Allo spalancarsi della porta la prima cosa che percepii fu che la temperatura non era assolutamente cambiata e, per rendere l’idea di quanto facesse freddo, mi limito a dire che le lenti dell’obbiettivo della macchina fotografica erano completamente appannate, esternamente ed internamente. I primi passi verso una nuova ricerca restano sempre i più emozionanti e determinanti, amo la sensazione che si prova al primo incontro con l’oggetto/soggetto della ricerca del momento…il timore, l’emozione, l’imbarazzo, le presentazioni, gli sguardi, i lunghi silenzi. La stanza in cui entrammo aveva l’aria di essere un grande ripostiglio, un poco in disordine, non molto frequentato, con una velatura di polvere uniforme su ogni cosa: un antico pianoforte di legno e una fisarmonica con i tasti di madreperla, varie statue devozionali a figura intera e a mezzo busto, grossi pezzi di corteccia di pino e del muschio da utilizzare per l’allestimento scenografico del presepe parrocchiale, un vecchio lavello, una cucina elettrica, qualche scrivania e sulle pareti una cartina geografica scolorita, poi, qualche icona.

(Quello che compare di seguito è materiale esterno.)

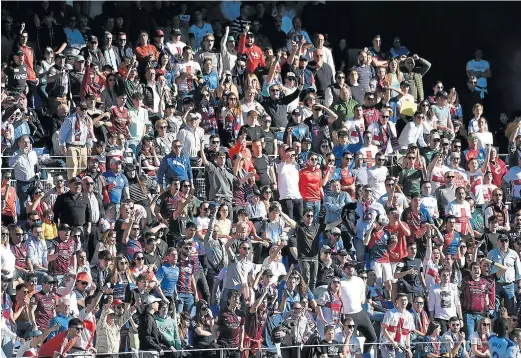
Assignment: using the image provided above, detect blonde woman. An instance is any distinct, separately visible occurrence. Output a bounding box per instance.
[154,119,175,161]
[90,230,118,265]
[107,255,136,301]
[475,117,494,149]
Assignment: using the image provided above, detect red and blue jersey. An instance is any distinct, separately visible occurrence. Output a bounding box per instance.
[367,230,391,262]
[443,231,461,256]
[103,170,128,204]
[176,259,194,294]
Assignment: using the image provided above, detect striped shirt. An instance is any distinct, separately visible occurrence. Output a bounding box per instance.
[176,259,194,293]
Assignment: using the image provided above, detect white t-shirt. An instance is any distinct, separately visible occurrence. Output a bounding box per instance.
[340,276,365,314]
[277,163,302,200]
[174,60,201,93]
[188,22,213,51]
[165,41,186,56]
[467,60,490,93]
[445,200,472,235]
[380,308,415,345]
[367,167,389,200]
[428,283,459,321]
[503,166,521,198]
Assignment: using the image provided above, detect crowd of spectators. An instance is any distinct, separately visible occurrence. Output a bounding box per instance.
[0,1,521,358]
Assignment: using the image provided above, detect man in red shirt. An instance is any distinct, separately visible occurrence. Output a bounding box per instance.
[237,25,266,73]
[298,153,334,222]
[38,318,84,357]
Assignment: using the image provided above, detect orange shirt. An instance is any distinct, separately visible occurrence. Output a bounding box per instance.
[2,186,16,217]
[298,167,324,202]
[20,46,36,81]
[136,45,159,62]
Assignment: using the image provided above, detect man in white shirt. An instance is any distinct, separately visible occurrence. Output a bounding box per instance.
[367,153,389,200]
[398,111,429,150]
[340,262,376,353]
[165,28,186,59]
[277,148,304,222]
[467,49,492,98]
[174,46,201,96]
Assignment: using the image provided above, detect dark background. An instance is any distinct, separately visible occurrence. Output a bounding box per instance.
[320,1,521,119]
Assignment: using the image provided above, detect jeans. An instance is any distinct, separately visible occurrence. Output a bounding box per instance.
[177,292,195,313]
[298,259,318,292]
[496,282,515,314]
[464,313,485,337]
[304,201,320,223]
[194,269,210,302]
[280,199,304,222]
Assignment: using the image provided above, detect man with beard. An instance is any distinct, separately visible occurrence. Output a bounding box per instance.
[217,290,244,358]
[353,185,385,263]
[194,34,223,77]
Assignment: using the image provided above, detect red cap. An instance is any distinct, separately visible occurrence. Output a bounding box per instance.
[112,299,123,306]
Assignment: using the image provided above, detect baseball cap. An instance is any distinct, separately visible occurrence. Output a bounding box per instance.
[112,299,123,307]
[264,269,275,277]
[110,157,122,165]
[320,245,332,253]
[42,275,58,283]
[58,223,71,231]
[436,91,449,98]
[29,329,43,338]
[76,272,92,283]
[331,227,342,235]
[69,177,81,184]
[143,295,161,305]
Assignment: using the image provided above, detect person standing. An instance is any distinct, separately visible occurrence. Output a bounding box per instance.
[137,295,176,358]
[60,102,96,178]
[9,134,38,218]
[340,262,376,358]
[380,293,415,357]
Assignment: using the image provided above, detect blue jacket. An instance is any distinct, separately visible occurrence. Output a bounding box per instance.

Mentre mi chiedevo dove fossero i nostri informatori, oppure se avessero disertato l’appuntamento, Padre Luciano si avvicinò a uno dei numerosi bauli posti nella stanza e, sollevato il coperchio di quello rivestito di velluto arancione fissato da borchie dorate, “li” vidi che ci aspettavano supini, accalcati l’uno sull’altro, di testa e di piedi, come accadeva nelle famiglie contadine agli inizi del ‘900, quando un letto doveva bastare per tutti della famiglia. Forse, un poco annoiati ed un tantino infastiditi da tanto mistero, potreste anche obiettare: di cosa sta parlando? Quante persone potrebbero mai restare immobili in un vecchio baule? E chi saranno mai, un gruppo di contorsionisti? Ecco svelato l’arcano, eravamo lì per degli antichi pastori: non pastori qualunque, ma delle vere e proprie opere d’arte artigiana, espressione di scultori sul finire del Seicento. Appartenevano alla famiglia Antinori dell’Aquila. In totale, i pezzi che contammo e che componevano l’intero presepe erano centootto di cui ottantaquattro figure, tutte lignee e con articolazioni snodabili, vestite con abiti di stoffa e lana cuciti a mano, con scarpe in pelle, poi, a seguire, una corte di animali, in legno ed in cartapesta».